Until this week it was supported by temporary pillars and hydraulic jacks. Now the 1,000-ton roof structure no longer needs them, it’s hanging safely above the future stadium.
It’s one of the most unique stadiums of the next World Cup. And that stadium underwent a major operation over the last several weeks as its roof has now become self-sustaining.
Like many in recent years, the Yekaterinburg stadium has roof based on two major rings. The outer compression ring is larger, more massive and is the main one, based on eight permanent concrete pillars. The inner one is significantly thinner and was until recent days supported by temporary scaffolding. On top of that scaffolding 14 hydraulic jacks were installed, lifting it up, just above the designed height.
Since November 15 the two rings were being connected with 54 radial beams which will eventually become the base for the roof’s cladding. In early December all beams were installed, paving the way for removal of temporary supports.

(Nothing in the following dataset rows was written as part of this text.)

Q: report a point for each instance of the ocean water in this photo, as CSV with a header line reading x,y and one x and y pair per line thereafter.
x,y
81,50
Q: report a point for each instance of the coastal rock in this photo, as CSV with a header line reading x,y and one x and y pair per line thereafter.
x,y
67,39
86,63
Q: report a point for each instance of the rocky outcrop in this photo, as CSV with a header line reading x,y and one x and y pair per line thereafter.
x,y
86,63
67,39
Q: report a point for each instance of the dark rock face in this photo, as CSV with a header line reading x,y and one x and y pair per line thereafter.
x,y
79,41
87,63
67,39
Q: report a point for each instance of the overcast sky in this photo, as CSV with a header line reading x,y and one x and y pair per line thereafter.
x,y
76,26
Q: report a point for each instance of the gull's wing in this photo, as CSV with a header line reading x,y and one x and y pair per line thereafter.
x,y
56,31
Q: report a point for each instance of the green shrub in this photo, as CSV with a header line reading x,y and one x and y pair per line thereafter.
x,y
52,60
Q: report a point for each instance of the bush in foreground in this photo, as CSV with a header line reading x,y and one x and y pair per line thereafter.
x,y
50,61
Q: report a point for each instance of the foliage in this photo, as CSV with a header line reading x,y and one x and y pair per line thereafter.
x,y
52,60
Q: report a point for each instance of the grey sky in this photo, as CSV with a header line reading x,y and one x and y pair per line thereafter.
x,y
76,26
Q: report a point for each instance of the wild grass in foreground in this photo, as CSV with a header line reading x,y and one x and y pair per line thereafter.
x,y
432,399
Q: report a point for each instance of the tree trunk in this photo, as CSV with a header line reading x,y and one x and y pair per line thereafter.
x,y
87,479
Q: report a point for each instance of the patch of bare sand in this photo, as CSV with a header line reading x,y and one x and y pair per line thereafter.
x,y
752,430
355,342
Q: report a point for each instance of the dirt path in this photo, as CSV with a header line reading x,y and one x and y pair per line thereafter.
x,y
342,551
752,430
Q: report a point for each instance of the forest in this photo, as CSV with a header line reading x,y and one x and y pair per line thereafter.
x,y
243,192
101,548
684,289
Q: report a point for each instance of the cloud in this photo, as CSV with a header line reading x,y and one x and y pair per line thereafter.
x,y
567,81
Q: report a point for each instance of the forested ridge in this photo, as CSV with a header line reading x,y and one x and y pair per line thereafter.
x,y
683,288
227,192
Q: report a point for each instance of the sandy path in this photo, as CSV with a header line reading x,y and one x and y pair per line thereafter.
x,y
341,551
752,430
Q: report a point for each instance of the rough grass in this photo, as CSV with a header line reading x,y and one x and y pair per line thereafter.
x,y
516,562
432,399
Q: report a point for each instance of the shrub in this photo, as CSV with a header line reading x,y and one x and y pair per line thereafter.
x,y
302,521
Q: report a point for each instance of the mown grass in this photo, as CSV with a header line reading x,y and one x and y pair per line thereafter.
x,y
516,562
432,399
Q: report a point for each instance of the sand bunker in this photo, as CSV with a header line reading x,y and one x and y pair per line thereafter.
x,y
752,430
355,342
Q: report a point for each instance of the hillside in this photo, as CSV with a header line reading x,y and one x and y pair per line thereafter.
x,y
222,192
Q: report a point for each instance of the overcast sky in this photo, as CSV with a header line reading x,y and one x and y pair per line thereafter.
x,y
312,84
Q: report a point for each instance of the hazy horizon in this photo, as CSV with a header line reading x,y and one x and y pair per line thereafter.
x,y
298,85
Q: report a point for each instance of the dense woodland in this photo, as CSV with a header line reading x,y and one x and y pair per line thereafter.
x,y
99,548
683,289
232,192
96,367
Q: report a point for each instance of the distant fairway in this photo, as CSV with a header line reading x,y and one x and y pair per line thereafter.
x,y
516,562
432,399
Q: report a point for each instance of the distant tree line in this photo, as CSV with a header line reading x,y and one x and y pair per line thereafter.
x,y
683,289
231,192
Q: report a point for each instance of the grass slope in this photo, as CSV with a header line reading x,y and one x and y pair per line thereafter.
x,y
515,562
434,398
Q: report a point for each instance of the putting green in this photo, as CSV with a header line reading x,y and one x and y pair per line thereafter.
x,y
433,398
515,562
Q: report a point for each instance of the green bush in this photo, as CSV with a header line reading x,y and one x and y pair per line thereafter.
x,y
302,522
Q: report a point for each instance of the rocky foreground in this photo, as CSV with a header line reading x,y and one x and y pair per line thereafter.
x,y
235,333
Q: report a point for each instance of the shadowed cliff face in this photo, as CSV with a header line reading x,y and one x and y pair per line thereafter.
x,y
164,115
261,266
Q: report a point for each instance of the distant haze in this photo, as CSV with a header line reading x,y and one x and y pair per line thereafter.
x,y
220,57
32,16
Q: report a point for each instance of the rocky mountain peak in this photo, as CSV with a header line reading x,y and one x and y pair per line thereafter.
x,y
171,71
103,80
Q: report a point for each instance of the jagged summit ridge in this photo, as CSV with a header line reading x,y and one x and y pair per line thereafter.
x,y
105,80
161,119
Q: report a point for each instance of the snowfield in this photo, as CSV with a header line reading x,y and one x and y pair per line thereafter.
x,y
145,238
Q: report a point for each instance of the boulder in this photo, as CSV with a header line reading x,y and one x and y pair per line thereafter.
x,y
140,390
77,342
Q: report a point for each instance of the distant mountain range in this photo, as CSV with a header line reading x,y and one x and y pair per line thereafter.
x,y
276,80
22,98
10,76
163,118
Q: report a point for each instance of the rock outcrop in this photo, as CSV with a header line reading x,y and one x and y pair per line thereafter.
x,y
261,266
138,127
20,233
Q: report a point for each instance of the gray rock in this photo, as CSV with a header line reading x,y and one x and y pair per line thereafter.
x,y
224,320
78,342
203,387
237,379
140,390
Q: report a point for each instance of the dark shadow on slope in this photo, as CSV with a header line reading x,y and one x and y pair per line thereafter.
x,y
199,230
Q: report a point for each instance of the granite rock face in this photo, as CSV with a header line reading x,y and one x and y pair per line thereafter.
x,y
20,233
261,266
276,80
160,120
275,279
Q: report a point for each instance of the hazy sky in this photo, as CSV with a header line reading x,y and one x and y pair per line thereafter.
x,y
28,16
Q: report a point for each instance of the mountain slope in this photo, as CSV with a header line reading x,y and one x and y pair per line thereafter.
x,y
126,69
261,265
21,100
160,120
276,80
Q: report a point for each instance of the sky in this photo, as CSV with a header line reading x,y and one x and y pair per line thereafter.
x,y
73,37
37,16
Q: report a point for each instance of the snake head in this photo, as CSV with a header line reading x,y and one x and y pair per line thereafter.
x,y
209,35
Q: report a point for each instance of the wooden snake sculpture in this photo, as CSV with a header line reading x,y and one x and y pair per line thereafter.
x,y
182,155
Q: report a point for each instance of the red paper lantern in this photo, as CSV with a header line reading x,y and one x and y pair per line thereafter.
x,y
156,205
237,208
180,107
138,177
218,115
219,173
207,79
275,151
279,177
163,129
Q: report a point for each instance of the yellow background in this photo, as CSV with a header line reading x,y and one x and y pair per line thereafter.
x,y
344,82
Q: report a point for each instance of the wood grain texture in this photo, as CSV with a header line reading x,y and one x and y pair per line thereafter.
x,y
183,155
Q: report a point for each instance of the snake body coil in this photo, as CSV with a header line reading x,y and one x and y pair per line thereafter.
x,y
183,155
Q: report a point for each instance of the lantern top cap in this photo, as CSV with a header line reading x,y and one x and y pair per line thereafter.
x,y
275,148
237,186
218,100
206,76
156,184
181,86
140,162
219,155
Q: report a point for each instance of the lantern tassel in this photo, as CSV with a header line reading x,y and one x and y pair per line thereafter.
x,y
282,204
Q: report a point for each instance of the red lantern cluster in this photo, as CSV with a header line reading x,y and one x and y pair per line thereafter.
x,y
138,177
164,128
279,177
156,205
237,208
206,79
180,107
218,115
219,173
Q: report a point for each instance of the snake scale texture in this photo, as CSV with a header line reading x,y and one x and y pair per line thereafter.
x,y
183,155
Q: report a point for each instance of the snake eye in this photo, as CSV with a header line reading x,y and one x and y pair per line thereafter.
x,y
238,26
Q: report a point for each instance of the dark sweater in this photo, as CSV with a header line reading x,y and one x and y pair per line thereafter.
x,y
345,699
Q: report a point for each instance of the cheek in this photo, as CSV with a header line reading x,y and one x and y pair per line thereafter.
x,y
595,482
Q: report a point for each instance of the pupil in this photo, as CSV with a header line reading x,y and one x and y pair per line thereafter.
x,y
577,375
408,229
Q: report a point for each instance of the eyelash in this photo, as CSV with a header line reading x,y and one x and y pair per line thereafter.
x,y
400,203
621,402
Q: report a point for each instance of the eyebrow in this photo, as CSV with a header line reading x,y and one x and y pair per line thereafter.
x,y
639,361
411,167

On Wednesday all of the 14 jacks were simultaneously lowering their height, eventually dipping by 16 cm and leaving the inner circle stretched in its eventual position. It’s a very sensitive operation, during which all progress was monitored constantly.
The inner ring and all beams together weigh 1,000 tons, according to the general contractor Sinara Development. Once entirely clad, the roof will resemble a circular funnel, becoming instantly recognisable.